Presença de caravana de servidores e atuação conjunta do SINDIQUINZE e do SISEJUFE marcam mobilização política e jurídica pela preservação do direito à saúde na Justiça do Trabalho
Na manhã desta segunda-feira, 31 de março, teve início, no plenário do Conselho Superior da Justiça do Trabalho (CSJT), o julgamento do processo que trata do referendo dos Atos CSJT.GP.SG.SEOFI nº 16, 17 e 18/2025, que regulamentam o auxílio-saúde dos magistrados e servidores da Justiça do Trabalho. O tema é de enorme relevância para a categoria, pois envolve a manutenção da isonomia histórica na concessão do benefício, hoje sob risco em razão da proposta normativa que assegura piso mínimo apenas aos magistrados, deixando os servidores submetidos a um valor per capita fixo e insuficiente.
O julgamento foi aberto com o apregoamento prioritário do processo, antes de qualquer outro item da pauta. Na ocasião, o presidente do CSJT e do TST, ministro Aloysio Corrêa da Veiga, fez questão de esclarecer publicamente a importância do tema, frisando que o auxílio-saúde é uma política que, ao longo dos anos, tem sido marcada pela busca de tratamento isonômico entre magistrados e servidores no âmbito da Justiça do Trabalho. A fala inicial do presidente foi recebida com atenção por todos os presentes e sinalizou o reconhecimento, pelo próprio Conselho, de que se trata de um tema sensível e a atuação forte da categoria foi muito relevante.
O julgamento foi acompanhado presencialmente por uma caravana de servidores filiados ao SINDIQUINZE, que compareceu ao plenário do CSJT em Brasília para demonstrar apoio à atuação das entidades sindicais. Estiveram presentes José Aristéia Pereira, presidente do SINDIQUINZE, e Soraia Marca, diretora do SISEJUFE e coordenadora da FENAJUFE, além do advogado Jean P. Ruzzarin, do escritório Cassel Ruzzarin Advogados, que acompanha juridicamente o caso.

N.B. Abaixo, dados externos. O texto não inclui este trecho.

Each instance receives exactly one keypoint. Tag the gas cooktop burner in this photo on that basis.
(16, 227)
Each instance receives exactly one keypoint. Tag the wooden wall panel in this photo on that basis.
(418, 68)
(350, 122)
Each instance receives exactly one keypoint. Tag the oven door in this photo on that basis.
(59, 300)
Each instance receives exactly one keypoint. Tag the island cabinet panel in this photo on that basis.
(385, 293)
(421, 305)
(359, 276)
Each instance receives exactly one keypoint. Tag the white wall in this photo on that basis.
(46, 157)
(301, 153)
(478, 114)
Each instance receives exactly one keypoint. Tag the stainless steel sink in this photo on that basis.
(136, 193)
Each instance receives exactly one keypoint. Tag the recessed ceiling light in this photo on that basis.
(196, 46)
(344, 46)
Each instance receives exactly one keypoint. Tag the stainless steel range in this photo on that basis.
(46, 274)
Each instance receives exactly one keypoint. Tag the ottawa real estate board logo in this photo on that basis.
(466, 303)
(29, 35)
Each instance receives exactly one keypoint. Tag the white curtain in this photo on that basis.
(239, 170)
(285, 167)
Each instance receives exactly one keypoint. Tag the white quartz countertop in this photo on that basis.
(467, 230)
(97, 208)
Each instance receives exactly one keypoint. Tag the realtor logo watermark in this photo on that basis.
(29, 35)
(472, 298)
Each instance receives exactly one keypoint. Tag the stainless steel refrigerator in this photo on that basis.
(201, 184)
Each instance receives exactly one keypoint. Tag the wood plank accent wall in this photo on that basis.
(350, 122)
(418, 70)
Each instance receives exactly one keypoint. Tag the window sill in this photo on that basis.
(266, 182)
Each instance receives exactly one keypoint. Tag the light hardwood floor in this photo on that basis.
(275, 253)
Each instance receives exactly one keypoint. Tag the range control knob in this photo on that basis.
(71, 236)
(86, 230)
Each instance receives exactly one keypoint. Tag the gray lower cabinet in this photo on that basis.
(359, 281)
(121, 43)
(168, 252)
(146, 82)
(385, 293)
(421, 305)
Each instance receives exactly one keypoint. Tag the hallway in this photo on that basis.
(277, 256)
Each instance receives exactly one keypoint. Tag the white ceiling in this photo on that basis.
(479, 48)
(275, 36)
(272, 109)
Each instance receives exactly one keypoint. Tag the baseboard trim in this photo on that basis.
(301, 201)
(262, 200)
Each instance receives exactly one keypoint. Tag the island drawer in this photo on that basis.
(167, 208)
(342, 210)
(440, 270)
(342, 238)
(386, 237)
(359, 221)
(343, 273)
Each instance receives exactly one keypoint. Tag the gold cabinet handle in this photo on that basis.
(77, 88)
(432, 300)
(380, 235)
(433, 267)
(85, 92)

Durante o julgamento, o conselheiro desembargador Ricardo Martins-Costa (TRT-4) destacou que já lançou voto nos autos defendendo expressamente a aplicação do princípio da isonomia na regulamentação do auxílio-saúde. Além disso, o presidente do CSJT informou que os ministros Cláudio Mascarenhas Brandão e Helena Mallmann, ambos conselheiros do órgão, solicitar vista dos processo, o que suspendeu o julgamento e indica que a deliberação do Conselho está em curso com grande atenção à questão da equidade no tratamento entre servidores e magistrados.

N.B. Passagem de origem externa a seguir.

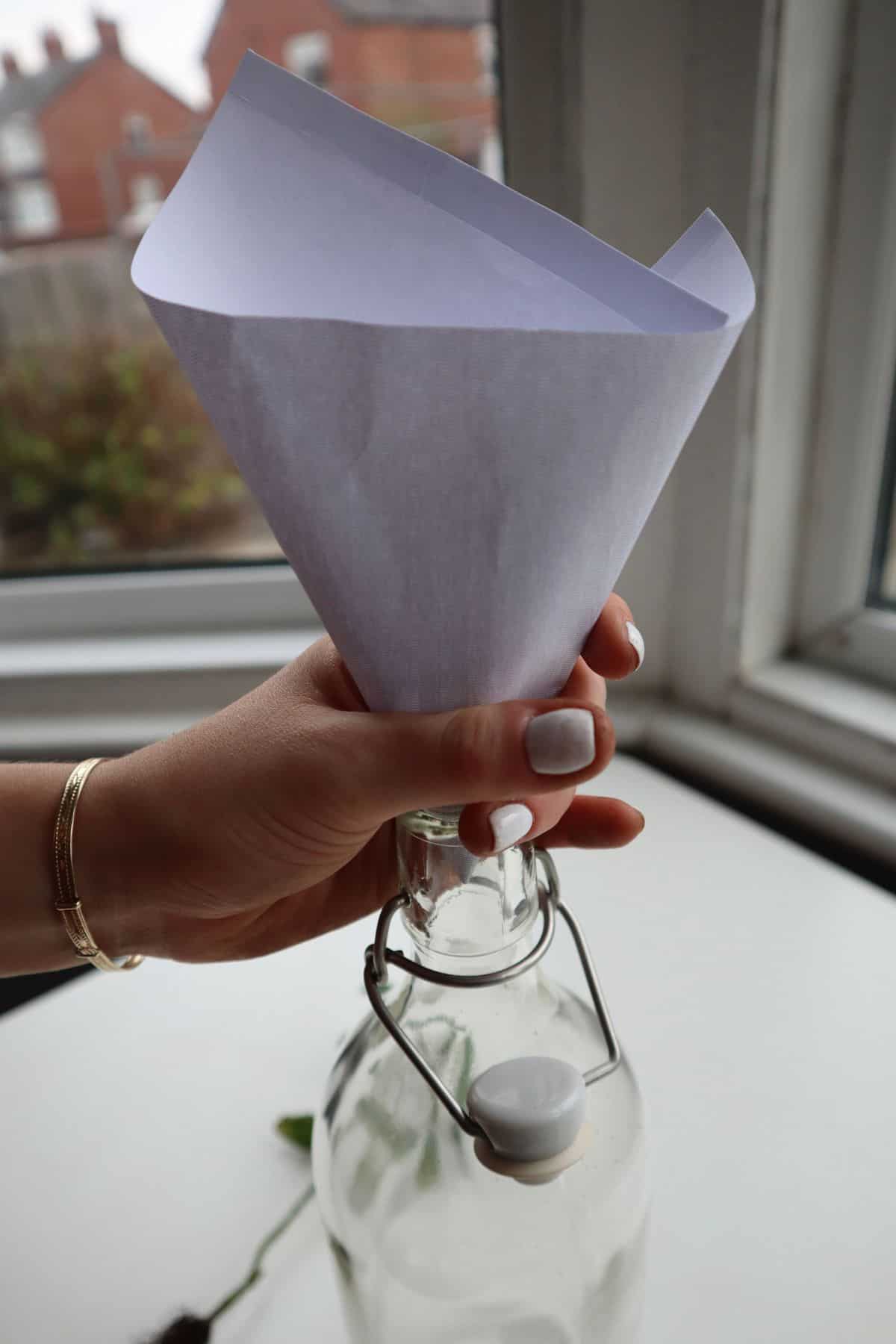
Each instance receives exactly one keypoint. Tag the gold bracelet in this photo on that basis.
(67, 902)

A presença da categoria no plenário e a atuação coordenada das entidades sindicais representam uma importante vitória política e simbólica. Desde que os Atos foram publicados, o SINDIQUINZE e o SISEJUFE vêm atuando de forma intensa e articulada — com reuniões em todos os gabinetes dos conselheiros, entrega de memoriais, sustentação técnica, e mobilização junto à base — para impedir que a nova regulamentação represente retrocesso e prejuízo aos servidores da Justiça do Trabalho. A intervenção formal no processo, apresentada pelos sindicatos já produziu efeitos ao orientar o debate e reforçar os argumentos em favor de uma regulamentação mais justa, transparente e constitucionalmente adequada.

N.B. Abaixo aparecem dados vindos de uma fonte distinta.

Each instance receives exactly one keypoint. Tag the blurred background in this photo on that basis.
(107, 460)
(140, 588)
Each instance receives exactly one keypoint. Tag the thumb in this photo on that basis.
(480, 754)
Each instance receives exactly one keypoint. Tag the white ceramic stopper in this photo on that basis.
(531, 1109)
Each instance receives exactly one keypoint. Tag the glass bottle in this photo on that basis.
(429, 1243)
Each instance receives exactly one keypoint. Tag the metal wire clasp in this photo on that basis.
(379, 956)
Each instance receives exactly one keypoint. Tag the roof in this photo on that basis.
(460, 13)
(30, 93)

O julgamento seguirá nas próximas sessões e pode ser concluído em breve. As entidades reforçam seu compromisso com a defesa do direito à saúde, da segurança jurídica e da isonomia no serviço público, e continuarão mobilizadas até a conclusão definitiva do caso. A luta pela valorização dos servidores passa, também, pelo reconhecimento de sua dignidade no acesso a um direito básico como a saúde.